In one embodiment, the geofence manager 310 may detect a cell (base station) having the most cumulative access time in association with the user terminal 120, and may manage the addition of the mixed area as a specific virtual zone. . The geofence manager 310 may manage an entry state of a specific virtual zone of the user terminal 120 by using mixed region information in the geofence management process. The geofence manager 310 may periodically measure and update a corresponding cumulative state in consideration of the possibility that the mixed situation may change due to a change in the wireless environment.
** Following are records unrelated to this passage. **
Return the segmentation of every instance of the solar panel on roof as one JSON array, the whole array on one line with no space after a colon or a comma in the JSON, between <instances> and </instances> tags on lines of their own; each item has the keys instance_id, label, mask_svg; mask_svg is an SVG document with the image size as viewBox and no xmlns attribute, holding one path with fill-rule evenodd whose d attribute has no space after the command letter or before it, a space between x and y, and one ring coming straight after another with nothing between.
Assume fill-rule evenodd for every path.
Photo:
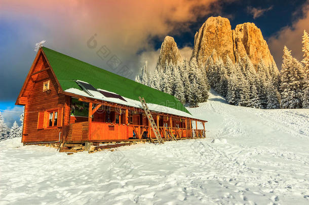
<instances>
[{"instance_id":1,"label":"solar panel on roof","mask_svg":"<svg viewBox=\"0 0 309 205\"><path fill-rule=\"evenodd\" d=\"M93 86L92 86L91 84L89 84L89 83L82 82L80 80L75 80L75 81L76 82L76 84L78 84L78 85L79 86L80 86L80 87L81 88L82 88L82 89L83 89L83 90L84 91L86 92L87 94L88 94L91 96L93 96L93 95L92 95L89 92L89 91L98 92L98 91L97 89L96 89L95 87L94 87Z\"/></svg>"},{"instance_id":2,"label":"solar panel on roof","mask_svg":"<svg viewBox=\"0 0 309 205\"><path fill-rule=\"evenodd\" d=\"M86 88L88 90L93 91L98 91L98 90L97 89L96 89L96 88L95 87L92 86L92 85L91 84L89 84L88 83L82 82L80 80L76 80L76 82L78 82L78 84L81 84L83 86L84 86L84 87L85 88Z\"/></svg>"},{"instance_id":3,"label":"solar panel on roof","mask_svg":"<svg viewBox=\"0 0 309 205\"><path fill-rule=\"evenodd\" d=\"M109 93L106 91L99 91L100 93L101 93L103 95L105 96L106 98L118 98L120 100L123 100L124 101L127 102L126 100L124 99L121 95L118 94L115 94L114 93Z\"/></svg>"}]
</instances>

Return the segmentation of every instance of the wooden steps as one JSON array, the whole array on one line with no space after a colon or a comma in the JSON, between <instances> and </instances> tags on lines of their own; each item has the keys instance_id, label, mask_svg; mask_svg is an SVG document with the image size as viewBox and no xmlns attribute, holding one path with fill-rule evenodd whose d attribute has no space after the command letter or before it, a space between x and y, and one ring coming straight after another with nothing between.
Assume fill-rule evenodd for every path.
<instances>
[{"instance_id":1,"label":"wooden steps","mask_svg":"<svg viewBox=\"0 0 309 205\"><path fill-rule=\"evenodd\" d=\"M146 103L145 99L144 99L144 98L141 98L140 96L139 96L138 98L139 98L139 101L140 101L140 103L142 104L143 109L144 110L145 114L146 114L146 116L147 116L147 118L148 118L148 120L150 122L150 126L152 129L152 131L153 131L153 133L154 133L154 135L156 136L156 138L157 138L157 140L154 140L152 138L151 138L151 137L149 136L149 140L150 142L153 143L158 143L159 144L164 144L164 141L161 137L160 132L159 131L158 127L157 127L157 125L156 125L154 120L153 119L152 115L151 115L151 113L150 113L150 111L149 110L149 108L148 108L148 106Z\"/></svg>"}]
</instances>

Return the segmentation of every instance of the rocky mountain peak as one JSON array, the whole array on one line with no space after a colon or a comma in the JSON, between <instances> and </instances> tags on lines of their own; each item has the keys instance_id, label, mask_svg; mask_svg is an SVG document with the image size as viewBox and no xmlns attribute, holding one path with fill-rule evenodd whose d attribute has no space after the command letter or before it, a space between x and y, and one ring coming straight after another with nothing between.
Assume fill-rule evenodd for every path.
<instances>
[{"instance_id":1,"label":"rocky mountain peak","mask_svg":"<svg viewBox=\"0 0 309 205\"><path fill-rule=\"evenodd\" d=\"M224 61L228 56L235 62L231 26L226 18L211 17L202 25L195 36L191 59L204 64L214 49Z\"/></svg>"},{"instance_id":2,"label":"rocky mountain peak","mask_svg":"<svg viewBox=\"0 0 309 205\"><path fill-rule=\"evenodd\" d=\"M161 45L157 67L163 68L166 63L177 65L183 61L177 44L173 37L167 36Z\"/></svg>"},{"instance_id":3,"label":"rocky mountain peak","mask_svg":"<svg viewBox=\"0 0 309 205\"><path fill-rule=\"evenodd\" d=\"M237 25L233 32L234 52L238 52L241 57L247 54L253 65L255 65L261 59L266 65L274 62L261 30L253 23ZM238 58L236 55L235 56Z\"/></svg>"},{"instance_id":4,"label":"rocky mountain peak","mask_svg":"<svg viewBox=\"0 0 309 205\"><path fill-rule=\"evenodd\" d=\"M227 56L235 62L247 54L255 66L261 60L266 65L274 63L261 30L253 23L239 24L232 30L226 18L208 18L195 35L191 58L203 65L214 49L224 62Z\"/></svg>"}]
</instances>

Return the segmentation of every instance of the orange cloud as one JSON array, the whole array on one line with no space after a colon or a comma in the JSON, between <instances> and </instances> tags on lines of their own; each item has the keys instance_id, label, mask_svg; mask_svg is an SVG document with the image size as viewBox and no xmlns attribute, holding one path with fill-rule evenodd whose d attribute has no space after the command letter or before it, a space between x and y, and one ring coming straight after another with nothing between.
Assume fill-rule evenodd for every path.
<instances>
[{"instance_id":1,"label":"orange cloud","mask_svg":"<svg viewBox=\"0 0 309 205\"><path fill-rule=\"evenodd\" d=\"M286 46L292 55L299 60L302 60L301 37L304 29L309 31L309 1L303 6L302 17L295 20L291 26L282 28L267 40L271 53L274 55L278 68L281 67L283 48Z\"/></svg>"},{"instance_id":2,"label":"orange cloud","mask_svg":"<svg viewBox=\"0 0 309 205\"><path fill-rule=\"evenodd\" d=\"M30 27L21 31L38 38L33 44L45 39L46 46L78 58L81 56L81 60L92 63L96 57L91 56L94 52L89 51L86 42L96 33L98 45L106 45L133 69L137 68L139 51L157 52L149 43L151 37L163 40L172 31L183 32L199 18L220 14L222 3L219 0L27 2L3 1L0 13L16 21L35 19L35 32ZM104 68L96 59L94 64Z\"/></svg>"}]
</instances>

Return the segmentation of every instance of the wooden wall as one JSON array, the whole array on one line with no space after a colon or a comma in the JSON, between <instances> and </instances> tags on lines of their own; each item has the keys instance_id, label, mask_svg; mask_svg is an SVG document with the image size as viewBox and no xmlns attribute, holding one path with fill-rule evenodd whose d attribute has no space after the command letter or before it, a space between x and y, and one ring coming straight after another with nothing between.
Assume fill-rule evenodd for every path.
<instances>
[{"instance_id":1,"label":"wooden wall","mask_svg":"<svg viewBox=\"0 0 309 205\"><path fill-rule=\"evenodd\" d=\"M39 57L34 65L32 73L48 68L43 55ZM22 142L55 141L59 139L62 127L37 129L38 112L46 110L64 107L63 125L68 124L69 97L58 93L58 87L50 69L31 76L29 83L26 84L25 92L22 96L28 98L25 106L25 120ZM43 83L50 80L50 92L43 92ZM69 104L68 104L69 103ZM61 134L61 136L62 136Z\"/></svg>"}]
</instances>

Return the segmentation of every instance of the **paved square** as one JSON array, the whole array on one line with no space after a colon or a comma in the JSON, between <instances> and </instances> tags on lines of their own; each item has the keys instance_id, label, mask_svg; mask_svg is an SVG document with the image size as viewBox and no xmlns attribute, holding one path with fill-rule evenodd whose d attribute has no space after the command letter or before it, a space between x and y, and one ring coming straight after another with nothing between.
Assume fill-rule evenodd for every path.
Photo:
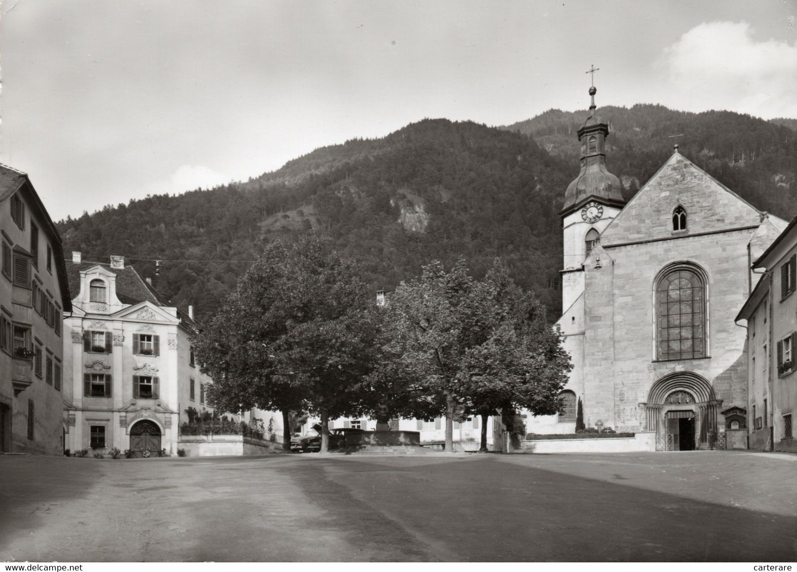
<instances>
[{"instance_id":1,"label":"paved square","mask_svg":"<svg viewBox=\"0 0 797 572\"><path fill-rule=\"evenodd\" d=\"M0 456L0 560L794 561L797 455Z\"/></svg>"}]
</instances>

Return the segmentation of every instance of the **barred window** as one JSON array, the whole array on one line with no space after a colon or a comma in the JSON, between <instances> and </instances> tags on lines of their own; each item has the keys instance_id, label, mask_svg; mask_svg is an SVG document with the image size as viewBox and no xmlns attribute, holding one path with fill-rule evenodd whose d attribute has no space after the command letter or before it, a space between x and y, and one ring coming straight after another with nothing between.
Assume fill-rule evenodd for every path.
<instances>
[{"instance_id":1,"label":"barred window","mask_svg":"<svg viewBox=\"0 0 797 572\"><path fill-rule=\"evenodd\" d=\"M658 359L690 359L706 355L705 306L705 284L697 272L681 267L658 280Z\"/></svg>"},{"instance_id":2,"label":"barred window","mask_svg":"<svg viewBox=\"0 0 797 572\"><path fill-rule=\"evenodd\" d=\"M565 390L559 394L561 406L559 413L559 422L564 423L575 421L575 394L570 390Z\"/></svg>"}]
</instances>

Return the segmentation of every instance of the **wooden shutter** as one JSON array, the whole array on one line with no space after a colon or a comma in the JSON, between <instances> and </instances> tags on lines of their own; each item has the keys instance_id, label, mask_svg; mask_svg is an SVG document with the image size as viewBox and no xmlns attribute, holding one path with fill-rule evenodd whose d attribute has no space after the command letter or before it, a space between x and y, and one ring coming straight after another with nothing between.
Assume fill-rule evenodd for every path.
<instances>
[{"instance_id":1,"label":"wooden shutter","mask_svg":"<svg viewBox=\"0 0 797 572\"><path fill-rule=\"evenodd\" d=\"M18 286L30 284L30 264L26 256L18 254L14 257L14 283Z\"/></svg>"},{"instance_id":2,"label":"wooden shutter","mask_svg":"<svg viewBox=\"0 0 797 572\"><path fill-rule=\"evenodd\" d=\"M789 258L789 292L795 291L795 282L797 280L797 255L792 254Z\"/></svg>"}]
</instances>

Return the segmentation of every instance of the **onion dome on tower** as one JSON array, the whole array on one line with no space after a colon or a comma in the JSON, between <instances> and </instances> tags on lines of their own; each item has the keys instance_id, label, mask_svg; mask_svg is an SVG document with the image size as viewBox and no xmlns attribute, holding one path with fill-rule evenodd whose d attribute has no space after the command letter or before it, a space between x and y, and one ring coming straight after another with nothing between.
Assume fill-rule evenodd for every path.
<instances>
[{"instance_id":1,"label":"onion dome on tower","mask_svg":"<svg viewBox=\"0 0 797 572\"><path fill-rule=\"evenodd\" d=\"M590 88L592 100L590 116L578 131L581 142L581 172L564 193L563 217L581 208L591 199L617 207L626 204L620 180L606 168L606 138L609 136L609 126L595 115L597 92L595 86Z\"/></svg>"}]
</instances>

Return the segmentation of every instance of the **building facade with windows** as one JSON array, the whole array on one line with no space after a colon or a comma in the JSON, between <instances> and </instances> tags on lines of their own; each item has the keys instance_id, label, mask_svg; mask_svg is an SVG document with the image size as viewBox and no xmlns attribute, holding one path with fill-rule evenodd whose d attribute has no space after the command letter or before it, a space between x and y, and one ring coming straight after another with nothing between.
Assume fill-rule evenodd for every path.
<instances>
[{"instance_id":1,"label":"building facade with windows","mask_svg":"<svg viewBox=\"0 0 797 572\"><path fill-rule=\"evenodd\" d=\"M0 165L0 452L61 454L61 237L25 173Z\"/></svg>"},{"instance_id":2,"label":"building facade with windows","mask_svg":"<svg viewBox=\"0 0 797 572\"><path fill-rule=\"evenodd\" d=\"M124 259L66 263L72 313L64 321L66 447L175 454L188 408L206 403L211 378L194 362L193 319ZM235 417L237 418L237 417Z\"/></svg>"},{"instance_id":3,"label":"building facade with windows","mask_svg":"<svg viewBox=\"0 0 797 572\"><path fill-rule=\"evenodd\" d=\"M581 171L561 213L557 323L574 365L568 405L529 417L528 429L572 433L580 399L587 427L654 432L658 450L713 447L723 412L748 406L745 332L734 317L758 278L750 261L786 223L677 146L626 203L608 170L609 127L595 115L595 92L578 131Z\"/></svg>"},{"instance_id":4,"label":"building facade with windows","mask_svg":"<svg viewBox=\"0 0 797 572\"><path fill-rule=\"evenodd\" d=\"M797 218L752 268L760 280L736 316L747 327L749 447L797 452Z\"/></svg>"}]
</instances>

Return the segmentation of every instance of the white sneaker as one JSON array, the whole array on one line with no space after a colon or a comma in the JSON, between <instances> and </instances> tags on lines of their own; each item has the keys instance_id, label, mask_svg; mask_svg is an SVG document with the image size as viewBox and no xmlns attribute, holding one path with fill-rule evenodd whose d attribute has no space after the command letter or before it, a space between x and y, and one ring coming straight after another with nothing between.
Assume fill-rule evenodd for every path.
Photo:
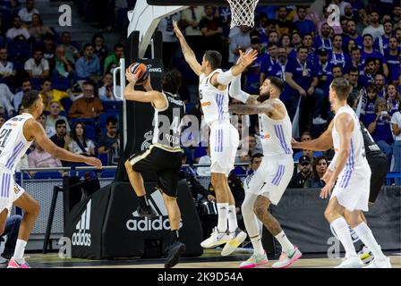
<instances>
[{"instance_id":1,"label":"white sneaker","mask_svg":"<svg viewBox=\"0 0 401 286\"><path fill-rule=\"evenodd\" d=\"M369 265L363 268L391 268L390 258L386 257L384 260L374 259Z\"/></svg>"},{"instance_id":2,"label":"white sneaker","mask_svg":"<svg viewBox=\"0 0 401 286\"><path fill-rule=\"evenodd\" d=\"M281 252L281 256L278 261L274 263L271 266L272 268L286 268L294 263L296 260L301 258L303 256L302 252L299 251L298 248L295 247L293 250L288 250L286 252Z\"/></svg>"},{"instance_id":3,"label":"white sneaker","mask_svg":"<svg viewBox=\"0 0 401 286\"><path fill-rule=\"evenodd\" d=\"M312 122L313 125L321 125L321 124L326 124L327 122L328 122L328 121L321 118L320 115L319 115L316 118L313 118L313 122Z\"/></svg>"},{"instance_id":4,"label":"white sneaker","mask_svg":"<svg viewBox=\"0 0 401 286\"><path fill-rule=\"evenodd\" d=\"M240 268L254 268L257 266L261 266L267 265L269 263L268 257L266 256L266 252L262 255L260 254L253 254L248 260L243 261L240 265Z\"/></svg>"},{"instance_id":5,"label":"white sneaker","mask_svg":"<svg viewBox=\"0 0 401 286\"><path fill-rule=\"evenodd\" d=\"M210 237L200 242L200 246L203 248L211 248L220 244L226 243L230 240L231 237L226 232L219 232L218 227L215 227Z\"/></svg>"},{"instance_id":6,"label":"white sneaker","mask_svg":"<svg viewBox=\"0 0 401 286\"><path fill-rule=\"evenodd\" d=\"M343 262L334 268L362 268L363 267L363 262L361 261L359 257L347 257Z\"/></svg>"},{"instance_id":7,"label":"white sneaker","mask_svg":"<svg viewBox=\"0 0 401 286\"><path fill-rule=\"evenodd\" d=\"M232 254L240 246L240 244L245 240L247 234L241 231L240 228L236 228L235 231L231 232L229 236L230 240L226 243L223 250L221 251L221 255L223 257Z\"/></svg>"}]
</instances>

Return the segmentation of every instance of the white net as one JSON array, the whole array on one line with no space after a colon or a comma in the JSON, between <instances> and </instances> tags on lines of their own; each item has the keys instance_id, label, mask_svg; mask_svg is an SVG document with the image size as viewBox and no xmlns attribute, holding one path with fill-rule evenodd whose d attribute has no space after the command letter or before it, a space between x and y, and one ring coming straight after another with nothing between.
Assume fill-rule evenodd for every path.
<instances>
[{"instance_id":1,"label":"white net","mask_svg":"<svg viewBox=\"0 0 401 286\"><path fill-rule=\"evenodd\" d=\"M231 8L231 28L255 25L254 13L259 0L227 0Z\"/></svg>"}]
</instances>

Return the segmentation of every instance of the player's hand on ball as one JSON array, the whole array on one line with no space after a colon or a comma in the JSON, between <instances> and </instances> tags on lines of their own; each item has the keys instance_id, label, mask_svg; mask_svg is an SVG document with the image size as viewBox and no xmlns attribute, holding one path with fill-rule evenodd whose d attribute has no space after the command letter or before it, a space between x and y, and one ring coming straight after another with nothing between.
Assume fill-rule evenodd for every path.
<instances>
[{"instance_id":1,"label":"player's hand on ball","mask_svg":"<svg viewBox=\"0 0 401 286\"><path fill-rule=\"evenodd\" d=\"M95 157L86 157L85 164L88 164L91 166L98 167L98 169L100 169L102 167L102 162L99 159L95 158Z\"/></svg>"}]
</instances>

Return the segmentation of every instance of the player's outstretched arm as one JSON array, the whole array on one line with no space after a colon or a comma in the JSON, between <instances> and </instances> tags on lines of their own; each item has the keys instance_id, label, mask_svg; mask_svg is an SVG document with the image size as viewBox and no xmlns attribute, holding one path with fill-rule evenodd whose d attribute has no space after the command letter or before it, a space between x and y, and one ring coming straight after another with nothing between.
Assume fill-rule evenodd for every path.
<instances>
[{"instance_id":1,"label":"player's outstretched arm","mask_svg":"<svg viewBox=\"0 0 401 286\"><path fill-rule=\"evenodd\" d=\"M333 147L333 138L331 137L331 130L333 129L334 121L331 121L326 131L318 139L304 142L298 142L293 139L291 145L295 149L313 150L313 151L326 151Z\"/></svg>"},{"instance_id":2,"label":"player's outstretched arm","mask_svg":"<svg viewBox=\"0 0 401 286\"><path fill-rule=\"evenodd\" d=\"M56 146L47 138L43 126L36 120L32 119L26 122L23 127L23 133L25 138L34 139L48 154L56 158L68 162L85 163L98 168L102 166L101 161L98 158L74 154Z\"/></svg>"},{"instance_id":3,"label":"player's outstretched arm","mask_svg":"<svg viewBox=\"0 0 401 286\"><path fill-rule=\"evenodd\" d=\"M163 94L157 90L148 89L149 86L146 87L148 83L145 84L145 87L146 89L149 91L135 90L135 83L138 80L138 77L130 72L128 69L125 71L125 78L129 81L129 84L126 85L124 92L126 100L153 103L158 108L163 108L163 106L166 105ZM148 81L149 81L149 79Z\"/></svg>"},{"instance_id":4,"label":"player's outstretched arm","mask_svg":"<svg viewBox=\"0 0 401 286\"><path fill-rule=\"evenodd\" d=\"M193 72L195 72L197 76L200 76L202 73L201 65L196 60L195 53L193 53L193 51L191 49L190 46L186 42L185 38L183 35L183 32L181 31L180 28L178 28L176 21L173 21L173 25L175 36L180 41L181 49L183 50L183 54L186 63L188 63L190 67L192 69Z\"/></svg>"}]
</instances>

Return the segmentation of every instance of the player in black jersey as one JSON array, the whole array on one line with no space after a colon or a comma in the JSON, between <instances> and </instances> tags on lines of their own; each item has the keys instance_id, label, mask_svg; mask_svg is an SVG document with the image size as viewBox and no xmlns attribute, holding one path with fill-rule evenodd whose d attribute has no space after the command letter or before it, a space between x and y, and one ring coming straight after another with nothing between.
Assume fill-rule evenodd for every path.
<instances>
[{"instance_id":1,"label":"player in black jersey","mask_svg":"<svg viewBox=\"0 0 401 286\"><path fill-rule=\"evenodd\" d=\"M176 95L181 86L181 74L176 70L164 72L162 92L153 90L149 79L144 84L146 92L134 90L137 76L130 72L129 68L125 76L130 82L125 88L125 98L150 103L155 108L152 145L145 151L132 155L125 162L125 169L138 196L138 213L149 218L155 217L156 214L146 198L141 172L150 171L158 174L157 188L163 194L170 222L172 241L165 262L165 267L170 268L178 263L185 251L185 245L179 240L181 213L176 202L183 156L180 147L181 121L185 113L184 104Z\"/></svg>"},{"instance_id":2,"label":"player in black jersey","mask_svg":"<svg viewBox=\"0 0 401 286\"><path fill-rule=\"evenodd\" d=\"M349 96L347 98L348 105L354 106L354 97ZM293 148L313 151L326 151L331 148L333 147L333 139L331 137L331 130L334 125L333 122L334 121L331 121L326 131L316 139L304 142L297 142L293 140ZM386 176L388 171L388 161L387 156L380 150L379 146L373 140L363 123L361 122L360 124L361 131L363 137L366 160L368 161L371 171L369 204L372 205L375 203L376 198L381 190L381 187L386 183ZM362 211L361 218L366 223L366 217ZM370 263L373 259L372 254L363 245L359 254L361 255L361 259L365 264Z\"/></svg>"}]
</instances>

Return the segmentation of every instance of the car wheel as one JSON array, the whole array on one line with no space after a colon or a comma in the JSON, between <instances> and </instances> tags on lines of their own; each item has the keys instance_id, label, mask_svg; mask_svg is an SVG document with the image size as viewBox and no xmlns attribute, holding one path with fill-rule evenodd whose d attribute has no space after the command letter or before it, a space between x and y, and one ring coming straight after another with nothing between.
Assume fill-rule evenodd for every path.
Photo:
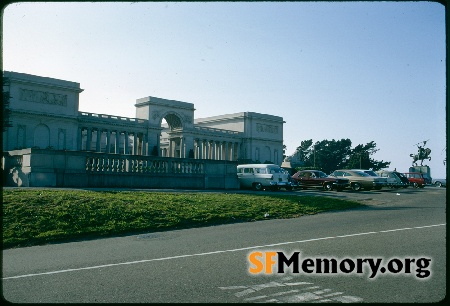
<instances>
[{"instance_id":1,"label":"car wheel","mask_svg":"<svg viewBox=\"0 0 450 306\"><path fill-rule=\"evenodd\" d=\"M256 190L256 191L263 190L262 184L261 183L254 183L253 184L253 189Z\"/></svg>"},{"instance_id":2,"label":"car wheel","mask_svg":"<svg viewBox=\"0 0 450 306\"><path fill-rule=\"evenodd\" d=\"M333 189L333 185L331 183L325 183L323 184L323 190L330 191Z\"/></svg>"},{"instance_id":3,"label":"car wheel","mask_svg":"<svg viewBox=\"0 0 450 306\"><path fill-rule=\"evenodd\" d=\"M360 191L361 190L361 184L360 183L353 183L352 184L352 189L354 191Z\"/></svg>"}]
</instances>

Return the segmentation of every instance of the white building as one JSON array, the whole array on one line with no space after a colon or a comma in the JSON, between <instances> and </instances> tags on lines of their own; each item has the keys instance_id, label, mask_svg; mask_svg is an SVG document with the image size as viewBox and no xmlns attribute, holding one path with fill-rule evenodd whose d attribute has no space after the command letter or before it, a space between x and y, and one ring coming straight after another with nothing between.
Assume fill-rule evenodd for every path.
<instances>
[{"instance_id":1,"label":"white building","mask_svg":"<svg viewBox=\"0 0 450 306\"><path fill-rule=\"evenodd\" d=\"M194 119L194 104L136 100L136 118L79 110L76 82L5 71L11 127L3 151L41 148L229 160L283 160L283 118L242 112ZM163 123L165 119L166 123Z\"/></svg>"}]
</instances>

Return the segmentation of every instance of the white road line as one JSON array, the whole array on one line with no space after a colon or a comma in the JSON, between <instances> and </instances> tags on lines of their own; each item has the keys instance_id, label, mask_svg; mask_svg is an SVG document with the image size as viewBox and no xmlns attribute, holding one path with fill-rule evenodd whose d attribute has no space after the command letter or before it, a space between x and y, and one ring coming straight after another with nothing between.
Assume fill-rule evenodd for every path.
<instances>
[{"instance_id":1,"label":"white road line","mask_svg":"<svg viewBox=\"0 0 450 306\"><path fill-rule=\"evenodd\" d=\"M65 269L65 270L49 271L49 272L34 273L34 274L16 275L16 276L3 277L2 280L41 276L41 275L52 275L52 274L75 272L75 271L82 271L82 270L93 270L93 269L108 268L108 267L114 267L114 266L134 265L134 264L147 263L147 262L153 262L153 261L164 261L164 260L172 260L172 259L180 259L180 258L188 258L188 257L198 257L198 256L207 256L207 255L230 253L230 252L248 251L248 250L252 250L252 249L269 248L269 247L274 247L274 246L281 246L281 245L288 245L288 244L295 244L295 243L305 243L305 242L330 240L330 239L338 239L338 238L349 238L349 237L357 237L357 236L363 236L363 235L374 235L374 234L381 234L381 233L424 229L424 228L438 227L438 226L445 226L445 225L446 225L445 223L442 223L442 224L434 224L434 225L426 225L426 226L397 228L397 229L383 230L383 231L377 231L377 232L365 232L365 233L330 236L330 237L322 237L322 238L312 238L312 239L306 239L306 240L288 241L288 242L280 242L280 243L273 243L273 244L266 244L266 245L250 246L250 247L239 248L239 249L213 251L213 252L205 252L205 253L197 253L197 254L185 254L185 255L178 255L178 256L163 257L163 258L119 262L119 263L114 263L114 264L105 264L105 265L91 266L91 267L82 267L82 268ZM3 265L4 265L4 263L3 263Z\"/></svg>"}]
</instances>

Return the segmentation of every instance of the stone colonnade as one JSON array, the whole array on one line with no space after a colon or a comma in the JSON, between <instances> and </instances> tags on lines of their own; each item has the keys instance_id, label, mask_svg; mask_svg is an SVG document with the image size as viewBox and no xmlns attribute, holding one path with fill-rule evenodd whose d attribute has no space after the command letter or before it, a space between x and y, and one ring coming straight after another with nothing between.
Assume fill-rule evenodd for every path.
<instances>
[{"instance_id":1,"label":"stone colonnade","mask_svg":"<svg viewBox=\"0 0 450 306\"><path fill-rule=\"evenodd\" d=\"M78 150L149 155L146 133L122 129L79 127Z\"/></svg>"},{"instance_id":2,"label":"stone colonnade","mask_svg":"<svg viewBox=\"0 0 450 306\"><path fill-rule=\"evenodd\" d=\"M161 156L236 161L240 155L240 142L238 141L196 138L194 139L193 156L189 156L185 137L170 138L168 144L167 148L161 149Z\"/></svg>"},{"instance_id":3,"label":"stone colonnade","mask_svg":"<svg viewBox=\"0 0 450 306\"><path fill-rule=\"evenodd\" d=\"M152 153L148 148L148 136L142 131L79 127L77 138L78 150L81 151L144 156ZM172 137L168 140L168 147L160 149L160 156L229 161L236 161L240 156L240 142L235 140L196 138L193 156L192 153L189 156L189 147L186 137Z\"/></svg>"}]
</instances>

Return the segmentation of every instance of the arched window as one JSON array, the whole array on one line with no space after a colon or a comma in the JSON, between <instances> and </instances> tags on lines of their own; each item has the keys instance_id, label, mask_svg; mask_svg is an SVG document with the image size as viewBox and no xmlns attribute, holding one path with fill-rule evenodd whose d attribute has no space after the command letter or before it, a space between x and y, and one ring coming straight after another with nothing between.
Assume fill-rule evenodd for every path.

In FIG. 7B, the geo-fence manager 310 of the location-based password authentication device 110 configures each of at least one virtual zone based on PCI, but accumulates GPS information for each virtual zone to minimize the effect of cell coverage change. The geofence 115 may be configured by combining coverage for each band. In order to service a plurality of frequency bands at the same location, a plurality of Radio Units (RUs) are required. Since they use different bands, there is a possibility that a coverage gap may occur depending on the propagation characteristics of the bands. The geofence manager 310 may configure the integrated coverage to reflect the geofence in the geofence, for example, to minimize the coverage gap between different frequency bands that may occur in the same location. When the 120 receives the base code or requests the password authentication, the corresponding location information may be collected to configure a coverage that integrates multiple RUs, and may update the specific virtual zone based on this.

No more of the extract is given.